SIR Ed Davey tested his paddleboarding - and swimming skills - on a visit to the Lake District.

The Liberal Democrat Leader joined the party's Westmorland and Lonsdale candidate Tim Farron trying out the activity but was caught on camera falling into Windermere three times.

During the visit, he outlined his proposals to hold the water industry to account.

Sir Ed visited Windermere, where protests have taken place outside the office of water company United Utilities, after it was accused of pumping sewage into Unesco protected lakes.

Local environmental experts should be represented on water company boards to ensure sewage spills are taken seriously, Sir Ed said.
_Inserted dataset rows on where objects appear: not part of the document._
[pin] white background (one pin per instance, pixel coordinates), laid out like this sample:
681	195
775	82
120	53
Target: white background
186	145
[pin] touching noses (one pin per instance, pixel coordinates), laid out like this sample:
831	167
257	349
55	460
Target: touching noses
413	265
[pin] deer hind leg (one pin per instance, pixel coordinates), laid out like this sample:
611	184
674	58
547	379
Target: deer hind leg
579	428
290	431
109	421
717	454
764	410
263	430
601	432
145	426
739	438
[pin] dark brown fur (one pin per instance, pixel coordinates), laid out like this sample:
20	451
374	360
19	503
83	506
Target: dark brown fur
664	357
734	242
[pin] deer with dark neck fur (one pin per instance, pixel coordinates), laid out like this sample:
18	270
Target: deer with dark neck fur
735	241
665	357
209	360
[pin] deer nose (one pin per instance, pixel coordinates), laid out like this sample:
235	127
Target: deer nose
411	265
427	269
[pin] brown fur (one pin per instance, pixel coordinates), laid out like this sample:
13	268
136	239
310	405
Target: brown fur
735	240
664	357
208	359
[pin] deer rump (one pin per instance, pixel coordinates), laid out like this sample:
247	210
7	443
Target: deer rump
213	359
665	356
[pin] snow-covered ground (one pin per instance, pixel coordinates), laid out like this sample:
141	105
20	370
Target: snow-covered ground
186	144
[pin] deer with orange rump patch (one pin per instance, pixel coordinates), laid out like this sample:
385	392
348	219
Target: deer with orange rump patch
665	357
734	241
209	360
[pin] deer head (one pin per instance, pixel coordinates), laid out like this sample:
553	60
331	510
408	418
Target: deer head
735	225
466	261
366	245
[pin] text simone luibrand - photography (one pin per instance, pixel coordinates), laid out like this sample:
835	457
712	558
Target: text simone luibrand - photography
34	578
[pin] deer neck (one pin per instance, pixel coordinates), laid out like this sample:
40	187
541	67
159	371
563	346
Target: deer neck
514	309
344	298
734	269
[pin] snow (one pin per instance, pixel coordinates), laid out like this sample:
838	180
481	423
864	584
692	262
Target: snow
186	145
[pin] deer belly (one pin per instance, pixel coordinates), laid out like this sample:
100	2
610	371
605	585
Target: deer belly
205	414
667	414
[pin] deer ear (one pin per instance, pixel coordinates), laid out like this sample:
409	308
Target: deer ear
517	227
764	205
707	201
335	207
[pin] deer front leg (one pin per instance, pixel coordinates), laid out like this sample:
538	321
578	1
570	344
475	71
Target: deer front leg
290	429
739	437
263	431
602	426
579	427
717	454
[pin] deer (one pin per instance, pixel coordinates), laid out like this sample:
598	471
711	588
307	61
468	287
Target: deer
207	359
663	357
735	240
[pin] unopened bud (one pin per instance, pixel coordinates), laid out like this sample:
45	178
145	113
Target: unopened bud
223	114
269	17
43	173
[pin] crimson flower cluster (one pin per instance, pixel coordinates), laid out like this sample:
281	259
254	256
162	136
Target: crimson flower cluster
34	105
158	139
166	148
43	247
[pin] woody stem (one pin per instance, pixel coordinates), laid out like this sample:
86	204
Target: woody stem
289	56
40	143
Under the party's plans, local environment experts within the community would sit on the water company boards as non-executive directors to "improve public accountability and transparency".

The experts would also be expected to hold community meetings to report back on action being taken.

In the run-up to the General Election, the Lib Dems have unveiled plans to abolish Ofwat and introduce a new water regulator to tackle the sewage crisis, in addition to banning water CEO bonuses.

According to the Environment Agency, sewage spills into England's rivers and seas more than doubled in 2023 with 3.6 million hours of spills last year - equal to about 400 years - compared with 1.75 million hours in 2022.

Sir Ed said: "Water companies are getting away with this national sewage scandal whilst Conservative MPs and ministers have just sat on their hands.

"These disgraced firms are destroying our treasured lakes and rivers with their filthy sewage dumping - hitting human health, harming our precious environment and damaging the local tourism economy all at the same time.

"Enough is enough. It's time to get tough on the water industry and a key part of that change must be new ways to hold these firms to account, putting power in the hands of the local communities suffering from this scandal.

"Local environmental experts on company boards could hold water bosses' feet to the fire and local people would finally have a say in how their water company is run.

"Liberal Democrats will have the boldest manifesto plans to end the sewage scandal - from a tough new regulator to a ban on greedy exec bonuses to holding water bosses properly to account.

"This election will be about saving our country's precious environment for the next generation, not least in special places like the Lake District."

According to Liberal Democrat analysis of Companies House records, United Utilities has made £2.3 billion in operating profits since 2019 and paid their top executives over £2 million in bonuses.